À l’heure de la nanotechnologie, du clonage, de la génétique de la reproduction, de l’utilisation des cellules souches embryonnaires et de toutes biotechnologies médicales l’envie de statuer sur une définition de l’être humain se fait pressante. Toutefois, cette entreprise est peu envisageable, parce que les préceptes définissant la condition humaine, qu’ils soient scientifiques, biologiques, philosophiques, religieux ou autres, appartiennent à des catégories sémantiques différentes qui s’affrontent sur des modes d’opposition sujet/objet, émotion/absence d’émotion, matière animée/matière inanimée en associant divers éléments paradoxaux. À défaut d’être universelle, une définition viable et éthique de l’être humain ne se fera qu’au prix d’un consensus. Sa valeur démocratique repose toutefois sur une meilleure compréhension des représentations sociales et culturelles de l’être humain qui permettrait de voir comment les connaissances des technosciences génétiques, cybernétiques, physiques, exobiologiques etc., ainsi que les croyances et les savoirs transmis par les institutions socioculturelles se confrontent et se reconfigurent pour déterminer ce qui est humain ou non humain.

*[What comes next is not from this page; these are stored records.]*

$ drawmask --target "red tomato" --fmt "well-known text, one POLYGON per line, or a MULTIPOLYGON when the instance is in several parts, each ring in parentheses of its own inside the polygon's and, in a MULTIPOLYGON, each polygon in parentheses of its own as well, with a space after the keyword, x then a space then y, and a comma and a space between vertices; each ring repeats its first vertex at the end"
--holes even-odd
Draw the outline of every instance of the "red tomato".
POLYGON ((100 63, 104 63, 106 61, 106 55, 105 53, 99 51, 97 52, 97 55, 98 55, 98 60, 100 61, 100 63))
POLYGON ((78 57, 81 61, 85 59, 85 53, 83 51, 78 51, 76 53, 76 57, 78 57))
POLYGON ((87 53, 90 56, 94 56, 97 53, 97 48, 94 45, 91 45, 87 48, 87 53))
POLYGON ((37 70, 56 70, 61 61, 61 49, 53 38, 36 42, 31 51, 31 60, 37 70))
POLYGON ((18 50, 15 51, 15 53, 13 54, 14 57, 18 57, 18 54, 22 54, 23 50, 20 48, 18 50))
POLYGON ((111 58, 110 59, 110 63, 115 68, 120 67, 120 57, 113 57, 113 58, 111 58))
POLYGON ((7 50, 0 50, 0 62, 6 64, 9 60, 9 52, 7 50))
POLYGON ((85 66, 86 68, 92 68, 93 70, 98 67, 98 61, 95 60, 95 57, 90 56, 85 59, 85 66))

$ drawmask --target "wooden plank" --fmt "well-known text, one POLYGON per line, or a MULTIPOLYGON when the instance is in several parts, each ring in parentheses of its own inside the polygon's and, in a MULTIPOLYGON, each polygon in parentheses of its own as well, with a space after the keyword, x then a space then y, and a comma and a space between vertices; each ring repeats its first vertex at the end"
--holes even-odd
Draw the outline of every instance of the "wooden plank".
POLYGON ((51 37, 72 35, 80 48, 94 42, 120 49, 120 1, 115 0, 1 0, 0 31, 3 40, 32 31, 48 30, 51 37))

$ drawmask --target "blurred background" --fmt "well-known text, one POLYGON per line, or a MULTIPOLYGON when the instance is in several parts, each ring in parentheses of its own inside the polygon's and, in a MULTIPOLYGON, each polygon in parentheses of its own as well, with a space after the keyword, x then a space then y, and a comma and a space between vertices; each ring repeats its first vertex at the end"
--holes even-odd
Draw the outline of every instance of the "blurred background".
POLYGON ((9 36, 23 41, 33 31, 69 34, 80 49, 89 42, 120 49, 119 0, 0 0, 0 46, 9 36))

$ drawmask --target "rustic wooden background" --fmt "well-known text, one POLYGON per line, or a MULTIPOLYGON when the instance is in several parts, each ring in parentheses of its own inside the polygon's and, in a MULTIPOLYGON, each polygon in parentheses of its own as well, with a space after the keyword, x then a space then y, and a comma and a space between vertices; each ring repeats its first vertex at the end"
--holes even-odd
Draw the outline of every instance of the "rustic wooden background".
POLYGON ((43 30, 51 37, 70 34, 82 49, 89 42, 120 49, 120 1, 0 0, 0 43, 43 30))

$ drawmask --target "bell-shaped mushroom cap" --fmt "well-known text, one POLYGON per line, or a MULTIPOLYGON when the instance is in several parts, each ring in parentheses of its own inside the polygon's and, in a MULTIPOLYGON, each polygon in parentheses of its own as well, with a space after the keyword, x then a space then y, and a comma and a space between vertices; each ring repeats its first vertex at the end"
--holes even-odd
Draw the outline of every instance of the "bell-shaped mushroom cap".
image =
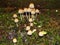
POLYGON ((34 4, 30 3, 29 8, 34 8, 34 4))
POLYGON ((18 13, 24 13, 24 10, 23 9, 19 9, 18 13))

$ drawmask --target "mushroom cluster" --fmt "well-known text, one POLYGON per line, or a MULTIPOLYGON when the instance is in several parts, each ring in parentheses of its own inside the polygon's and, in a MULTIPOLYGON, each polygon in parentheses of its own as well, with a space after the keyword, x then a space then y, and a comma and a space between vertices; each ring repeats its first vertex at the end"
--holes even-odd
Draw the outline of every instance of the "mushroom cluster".
MULTIPOLYGON (((34 26, 34 23, 33 23, 34 19, 37 17, 37 15, 39 15, 39 13, 40 13, 39 9, 35 9, 35 6, 33 3, 30 3, 28 8, 18 10, 18 14, 19 14, 21 20, 24 17, 26 17, 29 21, 29 25, 25 25, 25 30, 27 31, 27 35, 32 35, 34 32, 37 31, 37 29, 35 29, 35 28, 31 29, 31 27, 34 26)), ((14 22, 18 26, 19 19, 17 17, 18 17, 17 14, 13 15, 14 22)), ((39 25, 38 27, 40 28, 41 26, 39 25)), ((39 32, 39 36, 44 36, 45 34, 47 34, 47 32, 45 32, 45 31, 39 32)))
POLYGON ((35 9, 35 6, 33 3, 30 3, 28 8, 19 9, 18 13, 20 15, 26 15, 27 18, 32 17, 32 15, 38 15, 40 13, 39 9, 35 9))

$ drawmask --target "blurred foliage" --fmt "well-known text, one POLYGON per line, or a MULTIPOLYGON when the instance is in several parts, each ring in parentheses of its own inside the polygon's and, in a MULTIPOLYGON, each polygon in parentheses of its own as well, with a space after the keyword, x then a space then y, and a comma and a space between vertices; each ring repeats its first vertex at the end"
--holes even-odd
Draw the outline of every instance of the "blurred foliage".
POLYGON ((27 7, 29 3, 33 2, 36 8, 60 8, 60 0, 1 0, 0 7, 27 7), (27 4, 27 5, 26 5, 27 4))
POLYGON ((47 31, 47 35, 43 37, 38 36, 38 31, 32 36, 26 34, 21 36, 21 33, 18 33, 20 29, 17 29, 12 21, 12 15, 13 13, 0 13, 0 45, 14 45, 12 40, 8 39, 8 33, 14 30, 17 35, 15 36, 18 40, 17 45, 60 45, 60 10, 59 12, 45 10, 39 15, 39 22, 35 21, 36 26, 42 25, 40 30, 47 31))

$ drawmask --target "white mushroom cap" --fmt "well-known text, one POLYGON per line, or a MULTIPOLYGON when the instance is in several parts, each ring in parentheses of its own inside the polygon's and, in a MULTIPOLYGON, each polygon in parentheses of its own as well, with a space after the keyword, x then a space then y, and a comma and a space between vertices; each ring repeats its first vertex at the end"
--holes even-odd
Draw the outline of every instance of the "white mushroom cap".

Dans le cadre de l’anthropologie médicale, sociale et culturelle, j’ai voulu connaître l’influence des sociétés occidentales technoscientifiques, médiatiques et marchandes, sur les représentations de l’être humain transmises à nos enfants, futurs consommateurs des biotechnologies médicales. Conséquemment, cette recherche s’intéresse aux les représentations de l’être humain d’enfants québécois de 6-7 et 11-12 ans qui ont décidé pour 11 personnages (clone, mutant, être extra-dimensionnel, cyborg, androïde, humain, extraterrestre, esprit humain dans un ordinateur, personnage virtuel, monstre, robot et esprit) s’ils étaient humains ou non et à expliquer pourquoi. Cette étude relevant de l’approche structurale probabiliste a permis : 1) d’identifier les catégories servant à définir ce qui est humain ou non pour les enfants, 2) de distinguer les champs sémantiques où ils se situent pour le faire et, 3) au moyen de la sémiographie, de connaître les dynamiques qui permettent d’adhérer aux anciens paradigmes définitionnels ou d’y échapper en initiant de nouvelles représentations de l’être humain.